We won’t know for sure until it’s too late, and we won’t even have a real understanding of where it’s heading until after the second round of fixtures is completed on Saturday evening. All we can do now is try to take at least four points from both of our remaining two games and that will almost certainly be enough to get through – although even that is a guess at this point.
It means that our next fixture at Wembley against the Auld Enemy is one where we now know that we need to try and get something. This is no free hit any more as some like Charlie Nicholas are still suggesting.
Will Tierney be back for it? I’m concerned that Steve Clarke is only saying he has a chance whereas he seemed more confident earlier in the week. Getting Tierney back might be crucial and could make all the difference. It would give a lift to the team and the fans for a start, but it would also give a better balance to the team too. It remains to be see whether we make a few more changes, but you have to think Adams ahead of Dykes is a real possibility at the very least. You also wonder if a change of goalkeeper might be in the offing now that poor David Marshall has gone from national hero to worldwide meme. That can’t be good for his confidence.
Is it time to take a few more chances and bring in people like Nathan Patterson, David Turnbull and Billy Gilmour? They all impressed in friendlies and now there are clear arguments for them and against players in their positions who didn’t impress on Monday. That might sound harsh, but there’s only three group matches and one of those is already gone. We don’t have time in this group to allow for poor performances in the hope that the next game will be better. We know all too much from the last 23 years how damaging a single bad performance can be in qualifying – well that is even more acutely clear in the finals.
England got the job done on Sunday against Croatia without being impressive, but you know they’ll be up for the game against us. They want to win this group and stay at Wembley as much as possible throughout the tournament. You suspect with one win under their belts already the pressure has eased a little and they’ll be able to play a little more freely than the more cagey opening match. They are more than capable of causing us serious problems.
For us to have any chance of getting something from this game, we have to be clinical and we have to cut out the silly mistakes. We need everyone playing as we know they can, and we need to take our chance when they come. If we have one positive from Monday’s game it’s that we know we can create them so those chances will come.
I’m inclined to say that we need to forget who it is we are playing, but actually in this instance it’s probably better that we don’t. When you are playing your historic rivals, that should give you a lift. You give that extra effort, you push it more, but you have to do it with the right temperament and that’s the fine line that Clarke has to get over to the players. No fear, but no foul. This game will be difficult enough with eleven men on the park.

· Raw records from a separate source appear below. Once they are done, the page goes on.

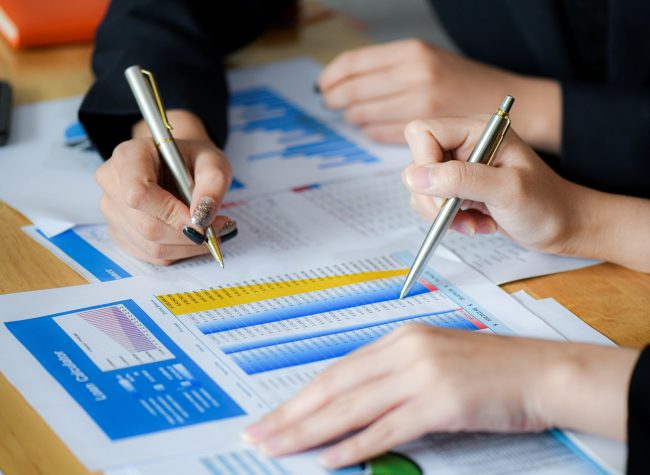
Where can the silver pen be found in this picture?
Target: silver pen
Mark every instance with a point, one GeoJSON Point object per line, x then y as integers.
{"type": "Point", "coordinates": [145, 91]}
{"type": "Point", "coordinates": [484, 152]}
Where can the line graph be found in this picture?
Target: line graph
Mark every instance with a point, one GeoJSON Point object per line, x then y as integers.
{"type": "Point", "coordinates": [113, 338]}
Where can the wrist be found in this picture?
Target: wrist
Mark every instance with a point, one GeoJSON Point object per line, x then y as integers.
{"type": "Point", "coordinates": [185, 125]}
{"type": "Point", "coordinates": [584, 387]}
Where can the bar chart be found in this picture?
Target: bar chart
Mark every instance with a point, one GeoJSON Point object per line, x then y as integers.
{"type": "Point", "coordinates": [113, 338]}
{"type": "Point", "coordinates": [296, 134]}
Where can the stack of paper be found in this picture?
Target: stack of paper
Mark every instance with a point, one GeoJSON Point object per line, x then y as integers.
{"type": "Point", "coordinates": [161, 367]}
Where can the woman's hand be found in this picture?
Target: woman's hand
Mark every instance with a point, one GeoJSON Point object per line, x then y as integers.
{"type": "Point", "coordinates": [144, 215]}
{"type": "Point", "coordinates": [421, 379]}
{"type": "Point", "coordinates": [383, 87]}
{"type": "Point", "coordinates": [518, 193]}
{"type": "Point", "coordinates": [522, 196]}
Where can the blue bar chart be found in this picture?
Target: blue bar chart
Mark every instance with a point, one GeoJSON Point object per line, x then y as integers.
{"type": "Point", "coordinates": [261, 110]}
{"type": "Point", "coordinates": [335, 343]}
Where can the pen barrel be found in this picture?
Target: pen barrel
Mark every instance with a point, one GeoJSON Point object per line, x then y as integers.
{"type": "Point", "coordinates": [439, 227]}
{"type": "Point", "coordinates": [172, 156]}
{"type": "Point", "coordinates": [490, 139]}
{"type": "Point", "coordinates": [160, 132]}
{"type": "Point", "coordinates": [483, 152]}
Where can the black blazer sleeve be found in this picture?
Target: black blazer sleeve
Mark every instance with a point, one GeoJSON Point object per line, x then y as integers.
{"type": "Point", "coordinates": [184, 42]}
{"type": "Point", "coordinates": [638, 438]}
{"type": "Point", "coordinates": [606, 137]}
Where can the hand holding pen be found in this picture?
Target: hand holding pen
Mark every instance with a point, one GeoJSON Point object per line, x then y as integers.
{"type": "Point", "coordinates": [144, 214]}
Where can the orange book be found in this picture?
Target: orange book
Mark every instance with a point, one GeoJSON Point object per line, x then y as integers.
{"type": "Point", "coordinates": [27, 23]}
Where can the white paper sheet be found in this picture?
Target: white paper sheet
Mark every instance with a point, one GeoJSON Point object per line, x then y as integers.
{"type": "Point", "coordinates": [358, 310]}
{"type": "Point", "coordinates": [135, 388]}
{"type": "Point", "coordinates": [53, 184]}
{"type": "Point", "coordinates": [351, 214]}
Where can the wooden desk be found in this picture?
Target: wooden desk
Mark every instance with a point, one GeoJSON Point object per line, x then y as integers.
{"type": "Point", "coordinates": [613, 300]}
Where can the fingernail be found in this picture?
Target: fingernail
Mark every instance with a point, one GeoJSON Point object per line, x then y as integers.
{"type": "Point", "coordinates": [228, 231]}
{"type": "Point", "coordinates": [489, 227]}
{"type": "Point", "coordinates": [254, 433]}
{"type": "Point", "coordinates": [193, 235]}
{"type": "Point", "coordinates": [333, 458]}
{"type": "Point", "coordinates": [467, 229]}
{"type": "Point", "coordinates": [274, 446]}
{"type": "Point", "coordinates": [204, 212]}
{"type": "Point", "coordinates": [419, 178]}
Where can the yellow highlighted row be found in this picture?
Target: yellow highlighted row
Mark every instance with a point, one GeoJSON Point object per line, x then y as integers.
{"type": "Point", "coordinates": [190, 302]}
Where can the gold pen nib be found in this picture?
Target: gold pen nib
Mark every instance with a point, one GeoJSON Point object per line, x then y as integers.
{"type": "Point", "coordinates": [213, 245]}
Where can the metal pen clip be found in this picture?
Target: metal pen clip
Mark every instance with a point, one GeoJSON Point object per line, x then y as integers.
{"type": "Point", "coordinates": [153, 87]}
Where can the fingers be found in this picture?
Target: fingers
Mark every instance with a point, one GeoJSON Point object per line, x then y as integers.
{"type": "Point", "coordinates": [397, 427]}
{"type": "Point", "coordinates": [212, 177]}
{"type": "Point", "coordinates": [356, 369]}
{"type": "Point", "coordinates": [389, 132]}
{"type": "Point", "coordinates": [148, 220]}
{"type": "Point", "coordinates": [368, 87]}
{"type": "Point", "coordinates": [473, 181]}
{"type": "Point", "coordinates": [162, 246]}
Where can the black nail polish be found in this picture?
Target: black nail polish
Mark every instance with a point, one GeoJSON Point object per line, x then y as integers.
{"type": "Point", "coordinates": [229, 236]}
{"type": "Point", "coordinates": [193, 235]}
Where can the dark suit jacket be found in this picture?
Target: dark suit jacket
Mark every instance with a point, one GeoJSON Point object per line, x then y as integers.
{"type": "Point", "coordinates": [606, 126]}
{"type": "Point", "coordinates": [606, 120]}
{"type": "Point", "coordinates": [185, 43]}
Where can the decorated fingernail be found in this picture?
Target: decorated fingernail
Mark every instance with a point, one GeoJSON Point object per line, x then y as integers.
{"type": "Point", "coordinates": [193, 235]}
{"type": "Point", "coordinates": [419, 178]}
{"type": "Point", "coordinates": [204, 212]}
{"type": "Point", "coordinates": [228, 231]}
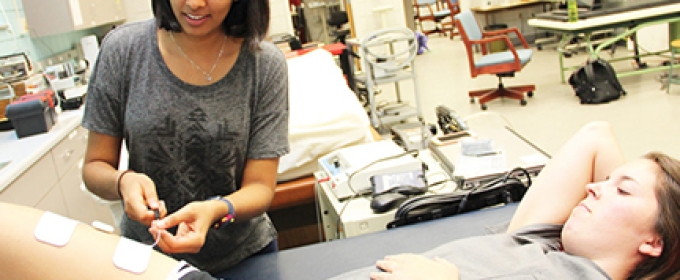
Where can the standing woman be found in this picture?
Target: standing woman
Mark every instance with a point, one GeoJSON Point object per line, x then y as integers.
{"type": "Point", "coordinates": [202, 105]}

We don’t want to look back at Euro 2020 and think of what could have been, or that we were only there to make up the numbers and we should be thankful that we were even there at all after 23 years. I’m pretty sure many of us have thought that the disappointment of Monday wasn’t worth it and it would have been better if we hadn’t qualified at all – actually all that does is bring the same disappointment forward. I’d still rather lose 2-0 to the Czechs in the finals than 2-0 to Georgia in qualifying.
There was a lot of hope and even expectation around our opening match, that feels a lifetime ago now. The expectation is all but gone now, but we’re still hoping for something at Wembley that can ignite our campaign. Something that will ram the 1,314 replays of Paul Gascoigne’s Euro 96 goal that we’ve had to endure this week right back down their throats!
No doubt by 8pm tonight we’ll all once more believe that we can, even if it’s now no longer believing that we will. Hopefully by 10pm we’re right back on the believing we will train again!